- Church: Roman Catholic Church
- See: The Diocese of San Juan de los Lagos
- In office: 1988 - 1999
- Predecessor: José López Lara
- Successor: Javier Navarro Rodríguez

Orders
- Ordination: March 27, 1948

Personal details
- Born: March 30, 1921 Atotonilco El Alto, Mexico
- Died: September 4, 2017 (aged 96) Ayotlán, Mexico

= José Trinidad Sepúlveda Ruiz-Velasco =

Mexican Prelate of the Roman Catholic Church

José Trinidad Sepúlveda Ruiz-Velasco (March 30, 1921 – September 4, 2017) was a Mexican Prelate of the Roman Catholic Church.

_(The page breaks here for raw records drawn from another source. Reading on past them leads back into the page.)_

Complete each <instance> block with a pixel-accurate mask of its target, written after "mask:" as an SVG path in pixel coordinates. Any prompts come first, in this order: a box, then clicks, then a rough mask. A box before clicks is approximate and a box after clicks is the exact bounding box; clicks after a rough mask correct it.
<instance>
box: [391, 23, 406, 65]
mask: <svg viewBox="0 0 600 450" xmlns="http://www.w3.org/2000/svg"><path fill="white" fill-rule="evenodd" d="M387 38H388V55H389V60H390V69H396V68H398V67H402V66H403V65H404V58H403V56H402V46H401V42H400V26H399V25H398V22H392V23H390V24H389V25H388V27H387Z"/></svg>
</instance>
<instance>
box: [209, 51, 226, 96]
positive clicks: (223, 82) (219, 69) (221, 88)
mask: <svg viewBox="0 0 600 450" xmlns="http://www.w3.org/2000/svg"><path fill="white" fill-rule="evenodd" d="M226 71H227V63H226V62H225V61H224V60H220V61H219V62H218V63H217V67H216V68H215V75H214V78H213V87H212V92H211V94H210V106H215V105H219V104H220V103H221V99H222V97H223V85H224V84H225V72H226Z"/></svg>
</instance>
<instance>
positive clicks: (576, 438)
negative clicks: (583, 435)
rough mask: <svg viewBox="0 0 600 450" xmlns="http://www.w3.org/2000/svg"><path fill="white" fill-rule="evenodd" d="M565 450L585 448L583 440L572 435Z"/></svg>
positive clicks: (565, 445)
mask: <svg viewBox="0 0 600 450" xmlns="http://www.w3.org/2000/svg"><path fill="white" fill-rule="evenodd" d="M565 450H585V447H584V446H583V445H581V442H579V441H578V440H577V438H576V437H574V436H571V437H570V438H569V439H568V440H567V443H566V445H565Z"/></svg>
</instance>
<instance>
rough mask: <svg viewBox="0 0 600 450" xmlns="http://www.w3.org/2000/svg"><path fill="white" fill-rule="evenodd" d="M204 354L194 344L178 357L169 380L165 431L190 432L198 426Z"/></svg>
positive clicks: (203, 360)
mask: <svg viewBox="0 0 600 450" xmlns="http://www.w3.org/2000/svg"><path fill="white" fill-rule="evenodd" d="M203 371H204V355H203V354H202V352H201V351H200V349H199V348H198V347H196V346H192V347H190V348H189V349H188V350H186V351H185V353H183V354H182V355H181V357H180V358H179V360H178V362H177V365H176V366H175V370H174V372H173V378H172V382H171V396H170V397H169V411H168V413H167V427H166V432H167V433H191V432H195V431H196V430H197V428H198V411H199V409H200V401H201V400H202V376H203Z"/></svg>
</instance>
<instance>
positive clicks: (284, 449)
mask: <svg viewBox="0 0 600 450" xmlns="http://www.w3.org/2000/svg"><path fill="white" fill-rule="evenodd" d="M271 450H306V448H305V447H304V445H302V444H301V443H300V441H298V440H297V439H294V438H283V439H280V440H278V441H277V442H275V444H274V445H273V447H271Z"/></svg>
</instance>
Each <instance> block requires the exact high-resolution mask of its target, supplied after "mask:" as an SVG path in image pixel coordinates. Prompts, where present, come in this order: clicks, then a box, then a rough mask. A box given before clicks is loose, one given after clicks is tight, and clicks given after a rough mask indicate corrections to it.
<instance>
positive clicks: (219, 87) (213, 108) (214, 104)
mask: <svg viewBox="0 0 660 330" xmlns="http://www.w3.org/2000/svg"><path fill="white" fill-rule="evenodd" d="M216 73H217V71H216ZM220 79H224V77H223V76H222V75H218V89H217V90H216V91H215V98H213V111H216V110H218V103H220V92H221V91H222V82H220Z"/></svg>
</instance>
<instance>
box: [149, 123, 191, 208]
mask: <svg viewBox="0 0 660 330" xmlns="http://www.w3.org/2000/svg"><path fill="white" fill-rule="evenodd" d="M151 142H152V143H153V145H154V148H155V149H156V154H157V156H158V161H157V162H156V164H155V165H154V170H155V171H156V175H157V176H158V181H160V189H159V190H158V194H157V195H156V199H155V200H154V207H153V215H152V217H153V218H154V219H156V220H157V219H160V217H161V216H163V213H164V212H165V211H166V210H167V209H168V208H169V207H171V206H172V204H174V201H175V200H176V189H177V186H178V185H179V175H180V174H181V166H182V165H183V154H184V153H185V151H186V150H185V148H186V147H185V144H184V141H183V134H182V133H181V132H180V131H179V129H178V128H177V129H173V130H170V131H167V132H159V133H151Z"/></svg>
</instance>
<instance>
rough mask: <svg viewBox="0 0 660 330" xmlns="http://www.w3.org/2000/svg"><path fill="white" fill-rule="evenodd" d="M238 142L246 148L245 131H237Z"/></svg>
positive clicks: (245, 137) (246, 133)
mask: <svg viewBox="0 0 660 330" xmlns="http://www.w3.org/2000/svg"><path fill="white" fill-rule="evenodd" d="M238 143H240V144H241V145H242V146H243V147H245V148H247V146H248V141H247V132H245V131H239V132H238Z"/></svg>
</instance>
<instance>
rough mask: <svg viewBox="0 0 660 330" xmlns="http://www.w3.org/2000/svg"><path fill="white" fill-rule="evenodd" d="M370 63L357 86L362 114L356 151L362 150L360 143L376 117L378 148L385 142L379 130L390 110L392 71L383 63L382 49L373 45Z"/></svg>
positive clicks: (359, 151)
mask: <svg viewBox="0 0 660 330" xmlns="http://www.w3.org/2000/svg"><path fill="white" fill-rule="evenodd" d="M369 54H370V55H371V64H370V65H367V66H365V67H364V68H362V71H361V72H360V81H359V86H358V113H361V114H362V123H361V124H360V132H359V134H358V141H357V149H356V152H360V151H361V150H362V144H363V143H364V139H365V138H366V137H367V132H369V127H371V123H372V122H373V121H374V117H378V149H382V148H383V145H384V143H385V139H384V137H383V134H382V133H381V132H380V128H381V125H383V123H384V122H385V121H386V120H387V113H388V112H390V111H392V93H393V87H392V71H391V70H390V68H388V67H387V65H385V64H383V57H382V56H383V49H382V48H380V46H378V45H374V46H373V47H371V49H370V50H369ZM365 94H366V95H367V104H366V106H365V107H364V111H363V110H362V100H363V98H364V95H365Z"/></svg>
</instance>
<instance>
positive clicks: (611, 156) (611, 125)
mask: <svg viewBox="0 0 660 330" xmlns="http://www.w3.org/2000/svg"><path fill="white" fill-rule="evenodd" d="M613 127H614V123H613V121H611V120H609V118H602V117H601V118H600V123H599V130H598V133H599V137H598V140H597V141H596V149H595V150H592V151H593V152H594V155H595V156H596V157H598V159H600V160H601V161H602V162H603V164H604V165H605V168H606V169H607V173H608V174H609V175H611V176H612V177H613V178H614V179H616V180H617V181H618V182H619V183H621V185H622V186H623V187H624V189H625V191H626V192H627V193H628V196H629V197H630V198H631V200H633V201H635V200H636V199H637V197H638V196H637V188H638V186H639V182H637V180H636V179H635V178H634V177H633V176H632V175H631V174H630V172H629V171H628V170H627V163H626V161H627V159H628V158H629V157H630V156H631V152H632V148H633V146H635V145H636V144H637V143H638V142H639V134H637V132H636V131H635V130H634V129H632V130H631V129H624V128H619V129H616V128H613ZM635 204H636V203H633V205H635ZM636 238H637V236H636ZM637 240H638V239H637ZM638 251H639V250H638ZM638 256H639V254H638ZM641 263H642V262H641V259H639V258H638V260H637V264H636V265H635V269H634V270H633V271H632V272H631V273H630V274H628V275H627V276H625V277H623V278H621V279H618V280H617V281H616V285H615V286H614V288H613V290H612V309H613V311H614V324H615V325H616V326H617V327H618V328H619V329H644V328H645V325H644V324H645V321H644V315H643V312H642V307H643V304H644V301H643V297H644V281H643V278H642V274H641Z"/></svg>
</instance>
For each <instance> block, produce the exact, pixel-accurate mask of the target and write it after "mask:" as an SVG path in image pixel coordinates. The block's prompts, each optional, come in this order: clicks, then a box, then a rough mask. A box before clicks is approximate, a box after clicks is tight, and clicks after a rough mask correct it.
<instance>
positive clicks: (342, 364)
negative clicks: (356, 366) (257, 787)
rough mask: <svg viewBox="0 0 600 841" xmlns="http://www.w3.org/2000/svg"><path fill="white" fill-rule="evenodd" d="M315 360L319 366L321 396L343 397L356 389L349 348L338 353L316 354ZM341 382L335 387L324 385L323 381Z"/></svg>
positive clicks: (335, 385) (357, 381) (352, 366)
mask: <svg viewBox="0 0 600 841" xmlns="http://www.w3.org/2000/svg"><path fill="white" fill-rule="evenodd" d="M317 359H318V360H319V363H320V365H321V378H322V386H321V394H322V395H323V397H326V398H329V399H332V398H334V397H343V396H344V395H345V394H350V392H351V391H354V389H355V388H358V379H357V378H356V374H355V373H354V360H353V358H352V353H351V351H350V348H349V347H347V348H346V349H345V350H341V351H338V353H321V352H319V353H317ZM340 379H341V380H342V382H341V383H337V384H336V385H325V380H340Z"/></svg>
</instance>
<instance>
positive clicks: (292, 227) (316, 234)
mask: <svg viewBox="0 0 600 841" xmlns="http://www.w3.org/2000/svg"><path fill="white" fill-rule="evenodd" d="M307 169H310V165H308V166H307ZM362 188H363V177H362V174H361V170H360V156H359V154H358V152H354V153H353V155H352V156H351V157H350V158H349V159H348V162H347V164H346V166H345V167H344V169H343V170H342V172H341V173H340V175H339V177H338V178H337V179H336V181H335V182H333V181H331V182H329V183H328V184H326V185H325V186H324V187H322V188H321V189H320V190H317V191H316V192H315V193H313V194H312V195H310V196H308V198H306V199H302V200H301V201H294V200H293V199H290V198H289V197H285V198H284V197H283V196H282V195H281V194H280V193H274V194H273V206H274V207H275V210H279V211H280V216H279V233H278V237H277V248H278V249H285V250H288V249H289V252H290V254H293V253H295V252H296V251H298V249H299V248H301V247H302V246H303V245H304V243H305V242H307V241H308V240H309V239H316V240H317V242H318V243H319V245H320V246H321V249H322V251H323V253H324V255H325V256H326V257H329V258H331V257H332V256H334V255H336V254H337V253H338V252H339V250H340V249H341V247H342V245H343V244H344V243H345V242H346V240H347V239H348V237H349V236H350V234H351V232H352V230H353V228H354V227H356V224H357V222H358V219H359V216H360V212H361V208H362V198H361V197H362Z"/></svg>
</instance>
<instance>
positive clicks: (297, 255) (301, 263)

Sepúlveda Ruiz-Velasco was born in Atotonilco El Alto, Mexico and was ordained a priest on March 27, 1948. Velasco was appointed archbishop of Archdiocese of Tuxtla Gutiérrez on May 20, 1965, and ordained bishop on July 25, 1965. Velasco was appointed bishop of The Diocese of San Juan de los Lagos on February 12, 1988, where he would remain until his retirement on January 20, 1999. Velasco died on 4 September 2017 due to respiratory complications at the age of 96.